For almost ten years now, businesses have had to deal with the aftermath of the financial meltdown of 2008. As a result of that crisis, new laws were passed making it more difficult for many borrowers to get the loans needed to meet their business needs. Many of them simply cannot meet the new requirements, with some even failing to qualify for small amounts of money. When Seattle, WA business owners find themselves in this situation, they can at least avail themselves of help from one of the private money lenders Seattle businesses rely on for unconventional financing.
Few industries are as dependent upon this type of capital as property brokerage firms. Many of the smaller brokers find it difficult to get capital quickly enough to win the deals they need. The slowness of many banks has left brokers standing on the sidelines as competitors grab up every good deal in sight. The problem is a simple one: for banks, the new federal regulatory structure makes it virtually impossible for them to provide brokers with ready access to cash in time for them to close their deals.
Fortunately, private loans can fill that need. This is possible due to the fact that such loans are offered using different rules than banks, meaning that the qualification standards used for borrowers are less intense. Since capital is provided by funding companies and investors, there is a greater degree of liberty in who they can lend to and how quickly those loans can be processed.
These investors still have to follow licensing guidelines and comport with most of the laws governing other traditional lending institutions. Their advantage comes from the fact that they are not regulated in the same way as banks. As a result, they are not stifled by those federally-imposed requirements that have made loan underwriting such a nightmare for most borrowers.
By working with these investors, brokers gain the ability to quickly gain access to the funds they need to facilitate deals in the most advantageous time frame. This easy access to capital helps to ensure that they can not only close more deals, but can also take advantage of the discounts that are often available in those rapid transactions.
Perhaps even more important is the fact that the investors do not check the borrower's credit history. That's a great benefit for new business owners who lack a history of solid credit, and can even help those whose credit scores are less than acceptable for most banking institutions.
Most loans of this nature do come with higher interest rates attached to them, but that is usually better than not having the loan at all. Moreover, since the real estate brokering business relies on quick access to case, meeting that need and obtaining occasional discounts on various deals usually more than makes up for any higher interest costs.

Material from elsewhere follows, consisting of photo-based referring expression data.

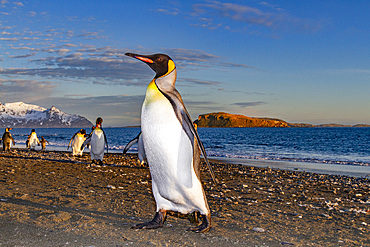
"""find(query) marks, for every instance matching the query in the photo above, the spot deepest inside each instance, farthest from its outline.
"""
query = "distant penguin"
(7, 140)
(33, 141)
(76, 142)
(140, 147)
(171, 147)
(97, 140)
(43, 143)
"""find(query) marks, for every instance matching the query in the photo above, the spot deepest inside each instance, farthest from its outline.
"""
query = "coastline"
(49, 198)
(320, 168)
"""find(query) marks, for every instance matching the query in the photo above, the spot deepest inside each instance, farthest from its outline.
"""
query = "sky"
(300, 61)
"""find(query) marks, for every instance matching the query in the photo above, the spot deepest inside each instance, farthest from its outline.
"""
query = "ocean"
(338, 146)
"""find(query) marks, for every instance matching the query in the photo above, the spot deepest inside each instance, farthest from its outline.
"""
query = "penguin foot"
(194, 218)
(156, 222)
(204, 226)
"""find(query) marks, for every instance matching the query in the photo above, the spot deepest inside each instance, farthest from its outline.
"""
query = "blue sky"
(301, 61)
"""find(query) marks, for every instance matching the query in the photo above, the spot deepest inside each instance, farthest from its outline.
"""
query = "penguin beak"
(143, 58)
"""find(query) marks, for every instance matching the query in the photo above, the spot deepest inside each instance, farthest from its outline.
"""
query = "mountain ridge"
(228, 120)
(22, 115)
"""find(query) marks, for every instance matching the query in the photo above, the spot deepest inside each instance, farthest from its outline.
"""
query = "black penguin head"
(162, 64)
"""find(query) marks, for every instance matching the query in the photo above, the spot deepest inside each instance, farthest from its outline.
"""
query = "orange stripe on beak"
(144, 59)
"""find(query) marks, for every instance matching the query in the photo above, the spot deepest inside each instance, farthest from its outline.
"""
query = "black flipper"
(183, 116)
(132, 142)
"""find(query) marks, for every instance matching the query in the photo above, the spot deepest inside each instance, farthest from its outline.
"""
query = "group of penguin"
(97, 140)
(168, 142)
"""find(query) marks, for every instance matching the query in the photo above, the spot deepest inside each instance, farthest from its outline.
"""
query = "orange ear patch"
(144, 59)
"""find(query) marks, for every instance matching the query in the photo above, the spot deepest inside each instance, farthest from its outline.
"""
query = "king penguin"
(140, 147)
(33, 140)
(76, 142)
(171, 146)
(97, 140)
(7, 140)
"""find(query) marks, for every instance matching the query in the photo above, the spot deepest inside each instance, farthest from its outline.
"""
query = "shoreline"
(50, 198)
(321, 168)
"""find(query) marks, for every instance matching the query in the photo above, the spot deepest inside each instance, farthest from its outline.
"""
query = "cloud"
(168, 12)
(200, 82)
(8, 39)
(114, 109)
(27, 90)
(109, 66)
(215, 14)
(191, 58)
(23, 56)
(249, 104)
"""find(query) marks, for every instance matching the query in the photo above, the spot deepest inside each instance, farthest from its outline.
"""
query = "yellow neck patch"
(152, 93)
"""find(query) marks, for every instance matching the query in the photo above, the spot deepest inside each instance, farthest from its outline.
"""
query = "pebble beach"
(50, 198)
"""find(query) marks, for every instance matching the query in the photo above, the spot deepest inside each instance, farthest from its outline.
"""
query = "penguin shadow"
(75, 212)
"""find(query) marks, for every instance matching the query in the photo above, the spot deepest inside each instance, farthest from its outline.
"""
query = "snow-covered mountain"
(23, 115)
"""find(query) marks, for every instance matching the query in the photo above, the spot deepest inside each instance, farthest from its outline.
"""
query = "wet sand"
(52, 199)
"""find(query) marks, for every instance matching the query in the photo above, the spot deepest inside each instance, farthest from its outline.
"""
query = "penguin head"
(162, 64)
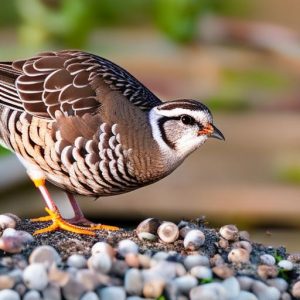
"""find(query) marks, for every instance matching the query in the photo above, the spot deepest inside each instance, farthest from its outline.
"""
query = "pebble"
(35, 276)
(194, 240)
(147, 229)
(191, 261)
(168, 232)
(46, 255)
(232, 286)
(90, 296)
(32, 295)
(153, 288)
(100, 262)
(103, 247)
(267, 259)
(201, 272)
(133, 282)
(127, 246)
(7, 222)
(8, 294)
(265, 271)
(296, 289)
(286, 265)
(209, 291)
(77, 261)
(239, 255)
(264, 292)
(112, 293)
(185, 283)
(229, 232)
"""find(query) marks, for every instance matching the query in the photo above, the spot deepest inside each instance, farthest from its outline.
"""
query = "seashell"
(168, 232)
(194, 240)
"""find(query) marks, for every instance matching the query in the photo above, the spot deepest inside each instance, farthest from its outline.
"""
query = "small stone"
(32, 295)
(262, 291)
(243, 244)
(6, 282)
(267, 259)
(232, 286)
(127, 246)
(7, 222)
(194, 240)
(100, 262)
(112, 293)
(101, 247)
(133, 282)
(244, 295)
(196, 260)
(147, 229)
(216, 260)
(229, 232)
(209, 291)
(223, 271)
(8, 294)
(279, 283)
(90, 296)
(168, 232)
(245, 282)
(185, 283)
(46, 255)
(239, 255)
(153, 288)
(35, 276)
(201, 272)
(286, 265)
(77, 261)
(265, 271)
(296, 289)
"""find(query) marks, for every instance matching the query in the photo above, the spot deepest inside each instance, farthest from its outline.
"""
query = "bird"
(88, 126)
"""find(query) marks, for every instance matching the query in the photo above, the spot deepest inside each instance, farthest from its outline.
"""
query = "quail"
(88, 126)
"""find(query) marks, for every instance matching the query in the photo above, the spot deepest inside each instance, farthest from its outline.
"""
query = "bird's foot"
(59, 223)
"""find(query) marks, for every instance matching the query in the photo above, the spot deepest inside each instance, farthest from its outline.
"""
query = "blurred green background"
(241, 58)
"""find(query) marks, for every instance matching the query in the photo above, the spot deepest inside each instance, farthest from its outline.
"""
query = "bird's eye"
(187, 120)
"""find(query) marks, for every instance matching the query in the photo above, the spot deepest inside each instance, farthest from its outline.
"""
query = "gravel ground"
(159, 260)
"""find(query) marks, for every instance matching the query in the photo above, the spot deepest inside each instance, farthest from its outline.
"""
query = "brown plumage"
(85, 124)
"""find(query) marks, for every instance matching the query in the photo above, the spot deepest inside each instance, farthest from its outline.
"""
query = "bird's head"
(181, 126)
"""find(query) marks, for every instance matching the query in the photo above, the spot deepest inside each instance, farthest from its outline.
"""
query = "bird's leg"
(79, 217)
(54, 215)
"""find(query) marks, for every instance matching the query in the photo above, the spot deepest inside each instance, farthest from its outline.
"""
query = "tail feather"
(8, 92)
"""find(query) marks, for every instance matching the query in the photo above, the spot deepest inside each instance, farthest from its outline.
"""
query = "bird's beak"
(212, 131)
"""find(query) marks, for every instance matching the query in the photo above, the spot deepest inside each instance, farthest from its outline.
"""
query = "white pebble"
(267, 259)
(201, 272)
(90, 296)
(35, 276)
(185, 283)
(46, 255)
(239, 255)
(112, 293)
(76, 261)
(133, 282)
(194, 239)
(32, 295)
(168, 232)
(286, 265)
(262, 291)
(8, 294)
(103, 247)
(229, 232)
(127, 246)
(232, 286)
(100, 262)
(196, 260)
(7, 222)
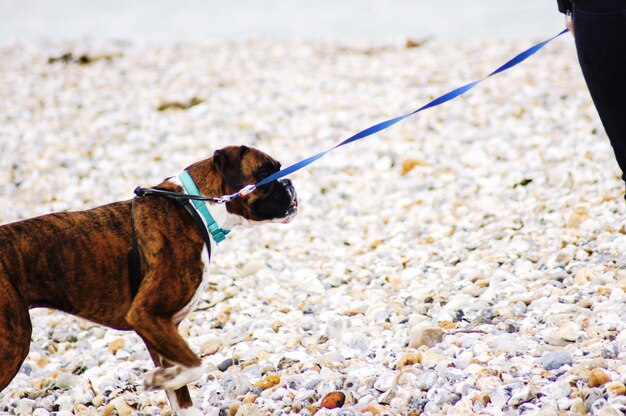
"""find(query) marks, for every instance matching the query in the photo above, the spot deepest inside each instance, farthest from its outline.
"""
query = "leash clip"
(246, 190)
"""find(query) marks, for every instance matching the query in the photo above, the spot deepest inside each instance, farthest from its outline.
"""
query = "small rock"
(235, 384)
(210, 347)
(426, 380)
(555, 360)
(268, 381)
(248, 410)
(407, 360)
(598, 377)
(67, 380)
(578, 406)
(249, 399)
(116, 345)
(568, 331)
(385, 382)
(615, 388)
(521, 396)
(333, 400)
(123, 409)
(226, 364)
(429, 337)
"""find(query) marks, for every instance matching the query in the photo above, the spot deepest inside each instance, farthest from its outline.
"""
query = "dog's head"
(239, 166)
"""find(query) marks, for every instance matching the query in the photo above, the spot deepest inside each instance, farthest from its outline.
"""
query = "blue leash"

What is clear is that every real estate broker can benefit from the many advantages offered by this non-traditional funding mechanism. The positive aspects of these loans more than outweigh the minor increase in interest rate costs, making it perhaps the best option for brokers struggling to obtain standard bank loans.
Few industries are as dependent upon this type of capital as property brokerage firms. Many of the smaller brokers find it difficult to get capital quickly enough to win the deals they need. The slowness of many banks has left brokers standing on the sidelines as competitors grab up every good deal in sight. The problem is a simple one: for banks, the new federal regulatory structure makes it virtually impossible for them to provide brokers with ready access to cash in time for them to close their deals.
Fortunately, private loans can fill that need. This is possible due to the fact that such loans are offered using different rules than banks, meaning that the qualification standards used for borrowers are less intense. Since capital is provided by funding companies and investors, there is a greater degree of liberty in who they can lend to and how quickly those loans can be processed.
These investors still have to follow licensing guidelines and comport with most of the laws governing other traditional lending institutions. Their advantage comes from the fact that they are not regulated in the same way as banks. As a result, they are not stifled by those federally-imposed requirements that have made loan underwriting such a nightmare for most borrowers.
By working with these investors, brokers gain the ability to quickly gain access to the funds they need to facilitate deals in the most advantageous time frame. This easy access to capital helps to ensure that they can not only close more deals, but can also take advantage of the discounts that are often available in those rapid transactions.
Perhaps even more important is the fact that the investors do not check the borrower's credit history. That's a great benefit for new business owners who lack a history of solid credit, and can even help those whose credit scores are less than acceptable for most banking institutions.
Most loans of this nature do come with higher interest rates attached to them, but that is usually better than not having the loan at all. Moreover, since the real estate brokering business relies on quick access to case, meeting that need and obtaining occasional discounts on various deals usually more than makes up for any higher interest costs.
What is clear is that every real estate broker can benefit from the many advantages offered by this non-traditional funding mechanism. The positive aspects of these loans more than outweigh the minor increase in interest rate costs, making it perhaps the best option for brokers struggling to obtain standard bank loans.